Bu durumda, devredilen işletmede haciz yapılabilmesi, devrin muvaazalı olduğunun iddia ve ispat edilmesine bağlıdır. Muvazaa iddiasının bulunmaması halinde alacaklının, tasarrufun iptali davası açarak alacağına kavuşma imkanı bulunduğu gibi, …….. hükümlerine göre açılacak davalarda da devri yargılama konusu yapabilir.

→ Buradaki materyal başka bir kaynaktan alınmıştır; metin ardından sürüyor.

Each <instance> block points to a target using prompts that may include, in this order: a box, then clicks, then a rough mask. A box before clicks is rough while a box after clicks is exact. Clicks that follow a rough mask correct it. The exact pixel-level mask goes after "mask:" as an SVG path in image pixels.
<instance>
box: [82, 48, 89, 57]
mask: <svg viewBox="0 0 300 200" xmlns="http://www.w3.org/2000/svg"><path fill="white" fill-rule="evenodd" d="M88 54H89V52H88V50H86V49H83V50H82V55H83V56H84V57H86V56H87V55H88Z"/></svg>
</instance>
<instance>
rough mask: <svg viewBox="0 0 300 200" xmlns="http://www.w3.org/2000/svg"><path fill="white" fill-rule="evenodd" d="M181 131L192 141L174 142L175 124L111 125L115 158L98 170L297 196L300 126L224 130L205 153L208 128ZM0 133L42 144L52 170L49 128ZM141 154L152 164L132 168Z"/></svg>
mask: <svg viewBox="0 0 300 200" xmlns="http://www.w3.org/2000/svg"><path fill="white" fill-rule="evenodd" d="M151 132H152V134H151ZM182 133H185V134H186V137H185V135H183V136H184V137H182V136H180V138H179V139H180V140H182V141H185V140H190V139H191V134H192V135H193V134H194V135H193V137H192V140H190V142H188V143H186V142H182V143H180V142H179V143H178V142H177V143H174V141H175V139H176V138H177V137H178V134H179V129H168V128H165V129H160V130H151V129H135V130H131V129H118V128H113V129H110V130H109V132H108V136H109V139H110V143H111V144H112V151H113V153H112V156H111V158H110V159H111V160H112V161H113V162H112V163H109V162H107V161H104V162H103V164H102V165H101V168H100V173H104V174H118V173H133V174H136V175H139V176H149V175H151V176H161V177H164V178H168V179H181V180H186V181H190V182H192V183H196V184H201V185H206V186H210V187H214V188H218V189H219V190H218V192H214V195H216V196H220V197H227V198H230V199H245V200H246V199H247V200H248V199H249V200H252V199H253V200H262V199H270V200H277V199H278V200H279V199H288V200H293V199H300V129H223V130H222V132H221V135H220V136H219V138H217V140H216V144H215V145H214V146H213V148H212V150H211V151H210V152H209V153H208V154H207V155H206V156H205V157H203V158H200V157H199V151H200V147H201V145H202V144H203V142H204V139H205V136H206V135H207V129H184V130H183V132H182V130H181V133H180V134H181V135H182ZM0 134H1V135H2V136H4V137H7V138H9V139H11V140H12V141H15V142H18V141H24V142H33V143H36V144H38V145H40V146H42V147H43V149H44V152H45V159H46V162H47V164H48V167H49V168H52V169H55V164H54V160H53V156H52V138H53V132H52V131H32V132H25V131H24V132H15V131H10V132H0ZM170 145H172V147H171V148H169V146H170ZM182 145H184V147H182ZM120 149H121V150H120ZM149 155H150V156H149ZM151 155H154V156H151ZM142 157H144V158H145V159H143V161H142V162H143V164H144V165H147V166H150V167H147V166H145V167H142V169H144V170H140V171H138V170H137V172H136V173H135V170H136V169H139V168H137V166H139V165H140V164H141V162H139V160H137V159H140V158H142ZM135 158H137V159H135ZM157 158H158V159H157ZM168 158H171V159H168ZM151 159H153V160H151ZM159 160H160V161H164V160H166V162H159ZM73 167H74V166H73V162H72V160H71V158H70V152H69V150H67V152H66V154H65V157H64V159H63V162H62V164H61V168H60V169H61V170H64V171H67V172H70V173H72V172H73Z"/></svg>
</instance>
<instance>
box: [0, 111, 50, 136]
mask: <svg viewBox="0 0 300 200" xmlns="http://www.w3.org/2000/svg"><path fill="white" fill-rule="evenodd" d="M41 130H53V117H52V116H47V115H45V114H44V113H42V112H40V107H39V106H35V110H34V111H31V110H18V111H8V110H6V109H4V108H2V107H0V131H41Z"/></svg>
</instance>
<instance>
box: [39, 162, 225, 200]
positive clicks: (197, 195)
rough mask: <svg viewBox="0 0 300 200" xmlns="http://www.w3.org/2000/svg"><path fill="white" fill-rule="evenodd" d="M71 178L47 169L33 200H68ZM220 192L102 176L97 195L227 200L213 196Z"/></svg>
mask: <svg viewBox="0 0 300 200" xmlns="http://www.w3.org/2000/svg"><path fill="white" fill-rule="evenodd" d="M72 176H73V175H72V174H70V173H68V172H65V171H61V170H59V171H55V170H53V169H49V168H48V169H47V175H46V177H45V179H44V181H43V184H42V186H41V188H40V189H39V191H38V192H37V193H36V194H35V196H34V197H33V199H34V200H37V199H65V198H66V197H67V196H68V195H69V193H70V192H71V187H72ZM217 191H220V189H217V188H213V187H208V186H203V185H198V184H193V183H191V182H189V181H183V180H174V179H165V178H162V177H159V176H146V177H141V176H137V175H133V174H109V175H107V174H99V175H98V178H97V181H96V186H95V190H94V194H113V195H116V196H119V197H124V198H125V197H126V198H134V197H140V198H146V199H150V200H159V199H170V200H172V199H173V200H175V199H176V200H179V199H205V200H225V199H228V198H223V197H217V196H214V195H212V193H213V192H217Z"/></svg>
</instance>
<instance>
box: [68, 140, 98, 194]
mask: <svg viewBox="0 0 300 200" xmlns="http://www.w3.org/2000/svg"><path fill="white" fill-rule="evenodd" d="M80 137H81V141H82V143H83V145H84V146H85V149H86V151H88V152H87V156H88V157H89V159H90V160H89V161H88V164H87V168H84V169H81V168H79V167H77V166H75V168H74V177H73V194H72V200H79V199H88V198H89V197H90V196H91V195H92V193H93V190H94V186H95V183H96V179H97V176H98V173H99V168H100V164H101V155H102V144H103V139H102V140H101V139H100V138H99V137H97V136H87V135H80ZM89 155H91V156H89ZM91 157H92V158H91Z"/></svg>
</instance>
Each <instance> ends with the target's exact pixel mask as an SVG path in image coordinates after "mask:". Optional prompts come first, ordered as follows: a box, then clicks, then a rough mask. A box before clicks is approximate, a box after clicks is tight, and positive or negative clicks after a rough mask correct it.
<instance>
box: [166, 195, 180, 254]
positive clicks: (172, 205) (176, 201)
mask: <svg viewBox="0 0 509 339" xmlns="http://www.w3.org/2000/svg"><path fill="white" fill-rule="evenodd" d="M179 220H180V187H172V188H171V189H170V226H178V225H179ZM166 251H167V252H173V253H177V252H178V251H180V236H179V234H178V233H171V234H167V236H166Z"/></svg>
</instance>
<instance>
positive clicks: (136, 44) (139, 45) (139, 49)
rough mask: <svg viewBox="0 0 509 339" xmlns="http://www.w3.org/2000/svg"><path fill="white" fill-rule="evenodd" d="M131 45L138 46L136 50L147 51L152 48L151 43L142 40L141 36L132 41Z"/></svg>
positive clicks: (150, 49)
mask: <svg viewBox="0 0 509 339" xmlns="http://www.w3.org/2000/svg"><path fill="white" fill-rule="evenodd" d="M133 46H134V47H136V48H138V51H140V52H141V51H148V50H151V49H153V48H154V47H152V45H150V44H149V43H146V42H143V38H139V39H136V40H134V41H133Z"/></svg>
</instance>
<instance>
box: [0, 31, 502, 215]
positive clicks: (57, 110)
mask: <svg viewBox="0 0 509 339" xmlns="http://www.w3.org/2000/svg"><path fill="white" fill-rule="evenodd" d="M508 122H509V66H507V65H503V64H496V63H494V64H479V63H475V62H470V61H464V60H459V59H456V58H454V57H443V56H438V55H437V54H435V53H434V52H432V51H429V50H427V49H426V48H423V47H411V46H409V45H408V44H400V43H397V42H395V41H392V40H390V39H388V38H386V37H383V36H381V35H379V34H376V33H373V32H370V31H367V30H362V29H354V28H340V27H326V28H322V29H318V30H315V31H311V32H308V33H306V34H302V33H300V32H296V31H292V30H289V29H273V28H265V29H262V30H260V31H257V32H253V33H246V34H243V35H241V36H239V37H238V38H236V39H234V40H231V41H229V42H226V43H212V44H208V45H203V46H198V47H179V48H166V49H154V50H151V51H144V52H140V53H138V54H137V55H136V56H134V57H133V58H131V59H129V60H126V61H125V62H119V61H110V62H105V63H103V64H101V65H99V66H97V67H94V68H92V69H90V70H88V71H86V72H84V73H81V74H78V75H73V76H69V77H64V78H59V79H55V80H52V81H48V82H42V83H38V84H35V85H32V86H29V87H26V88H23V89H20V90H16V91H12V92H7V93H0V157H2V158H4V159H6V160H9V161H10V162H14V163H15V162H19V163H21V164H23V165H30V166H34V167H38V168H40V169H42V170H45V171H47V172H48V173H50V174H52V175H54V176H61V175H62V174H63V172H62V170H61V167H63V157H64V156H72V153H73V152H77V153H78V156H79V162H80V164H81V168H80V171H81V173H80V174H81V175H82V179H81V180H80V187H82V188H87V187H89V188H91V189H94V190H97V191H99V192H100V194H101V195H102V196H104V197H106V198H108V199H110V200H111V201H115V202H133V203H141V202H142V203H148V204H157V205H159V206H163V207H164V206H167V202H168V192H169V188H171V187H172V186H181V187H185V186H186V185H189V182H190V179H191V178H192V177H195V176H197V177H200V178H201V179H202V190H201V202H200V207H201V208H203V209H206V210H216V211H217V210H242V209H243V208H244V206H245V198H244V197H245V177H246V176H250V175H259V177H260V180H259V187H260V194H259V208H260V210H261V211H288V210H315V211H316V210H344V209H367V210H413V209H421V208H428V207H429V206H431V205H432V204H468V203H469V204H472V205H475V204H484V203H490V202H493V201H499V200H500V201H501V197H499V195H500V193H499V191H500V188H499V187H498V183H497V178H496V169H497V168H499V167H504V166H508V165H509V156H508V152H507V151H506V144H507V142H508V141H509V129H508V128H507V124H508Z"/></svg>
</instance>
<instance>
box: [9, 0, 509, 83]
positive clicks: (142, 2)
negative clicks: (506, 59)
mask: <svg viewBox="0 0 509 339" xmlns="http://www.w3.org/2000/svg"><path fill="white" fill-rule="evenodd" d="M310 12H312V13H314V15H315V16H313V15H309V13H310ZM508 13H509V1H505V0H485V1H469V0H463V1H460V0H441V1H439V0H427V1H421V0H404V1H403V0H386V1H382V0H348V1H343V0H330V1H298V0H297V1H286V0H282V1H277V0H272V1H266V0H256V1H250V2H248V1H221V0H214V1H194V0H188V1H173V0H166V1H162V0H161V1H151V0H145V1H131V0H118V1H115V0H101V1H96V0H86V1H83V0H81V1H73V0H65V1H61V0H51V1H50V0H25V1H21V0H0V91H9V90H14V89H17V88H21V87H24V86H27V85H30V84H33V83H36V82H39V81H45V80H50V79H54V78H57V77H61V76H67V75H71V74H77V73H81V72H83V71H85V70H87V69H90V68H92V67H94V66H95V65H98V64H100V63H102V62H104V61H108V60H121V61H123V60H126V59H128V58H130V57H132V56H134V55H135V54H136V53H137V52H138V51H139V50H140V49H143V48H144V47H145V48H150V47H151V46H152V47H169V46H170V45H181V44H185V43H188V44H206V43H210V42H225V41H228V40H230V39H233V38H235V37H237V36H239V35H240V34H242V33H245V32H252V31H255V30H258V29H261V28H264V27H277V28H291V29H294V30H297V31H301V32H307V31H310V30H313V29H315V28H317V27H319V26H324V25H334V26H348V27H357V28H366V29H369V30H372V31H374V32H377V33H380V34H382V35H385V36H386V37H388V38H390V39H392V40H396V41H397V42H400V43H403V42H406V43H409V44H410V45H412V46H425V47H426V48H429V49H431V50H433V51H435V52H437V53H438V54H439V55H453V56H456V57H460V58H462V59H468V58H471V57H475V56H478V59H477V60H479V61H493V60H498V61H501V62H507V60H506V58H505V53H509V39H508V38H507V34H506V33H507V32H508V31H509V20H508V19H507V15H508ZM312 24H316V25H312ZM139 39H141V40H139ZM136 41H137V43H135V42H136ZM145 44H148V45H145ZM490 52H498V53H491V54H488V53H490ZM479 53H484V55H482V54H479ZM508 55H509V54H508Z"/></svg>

Ayrıca, İİK’nin 44. maddesinde yer alan yükümlülüklerin yerine getirilmemesi işletmenin devrini sakatlamaz. Anılan hükmün yalnız cezai yaptırımı vardır. (İİK 337/a md) Aktiflerin devredenin malvarlığından çıkmamış kabul edilmesini, yani haczedilmesini sağlayacak tek yol, muvazaanın iddia ve ispat edilmesidir.
Bu bilgiler ışığında dosya kapsamına göre, borcun doğumundan önce davalı 3. kişi ……….. Ltd. Şti ile dava dışı ……..A.Ş arasında 01.10.2010 tarihli “……..si” yapıldığı, bu sözleşmenin 12.11.2012 tarihli “Ek ……..” ile “…, taraflar arasında münakit 01.10.2010 imza tarihli ……..si’nin 3. maddesi uyarınca belirlenen bayilik bölgesine yeni bir bölgenin ilave edilmesi”nin kararlaştırıldığı, takip tarihinin 01.08.2014 olduğu, borçlu şirket ile 3. kişi şirket arasında imzalanan 21.11.2012 tarihli sözleşme bulunduğu, sözleşmenin konusunun eski bayinin ekli listede bulunan menkullerin yeni bayiiye satışı ve satış bedeli olan 150.000.- TL’nin eski bayii tarafından borcuna mahsuben ……..A.Ş.ye temliki koşulları ile tarafların karşılıklı hak ve yükümlülüklerinin belirlenmesi olduğu, borçlu şirket ile 3. kişi şirket arasında organik bir bağın bulunmadığı, mülkiyet karinesinin 3.kişi lehine olduğu haciz mahallinde bulunan 13.11.2012 tarihli “İş Sözleşmesinin Devri ……..ünün” karinenin aksinin ispatı için yeterli olmadığı, kaldı ki davacı alacaklının da taraflar arasında muvazaalı devir-satış olduğu iddiasının bulunmadığı gözetilerek, davanın reddine karar verilmesi gerekirken yazılı gerekçe ile davalı ……….. Ltd. Şti’nin istihkak iddiasının reddine karar verilmesi yerinde görülmemiştir.
SONUÇ: Yukarıda (1) nolu bentte açıklanan nedenlerle davacı alacaklı vekilinin temyiz itirazlarının reddine, (2) nolu bentte açıklanan nedenler ile davalı 3. kişi vekilinin temyiz itirazlarının kabulüyle hükmün İİK’nin 366 ve HUMK’un 428. maddesi gereğince BOZULMASINA, taraflarca İİK’nin 366/3. maddesi gereğince Yargıtay Daire ilamının tebliğinden itibaren ilama karşı 10 gün içinde karar düzeltme isteğinde bulunulabileceğine ve 35,90 TL onama harcının peşin harçtan mahsubu ile artan 73,30 TL’nin davacıya iadesine ve davalı 3.kişiden alınan peşin harcın istek halinde iadesine 11.12.2018 tarihinde oy birliğiyle karar verildi.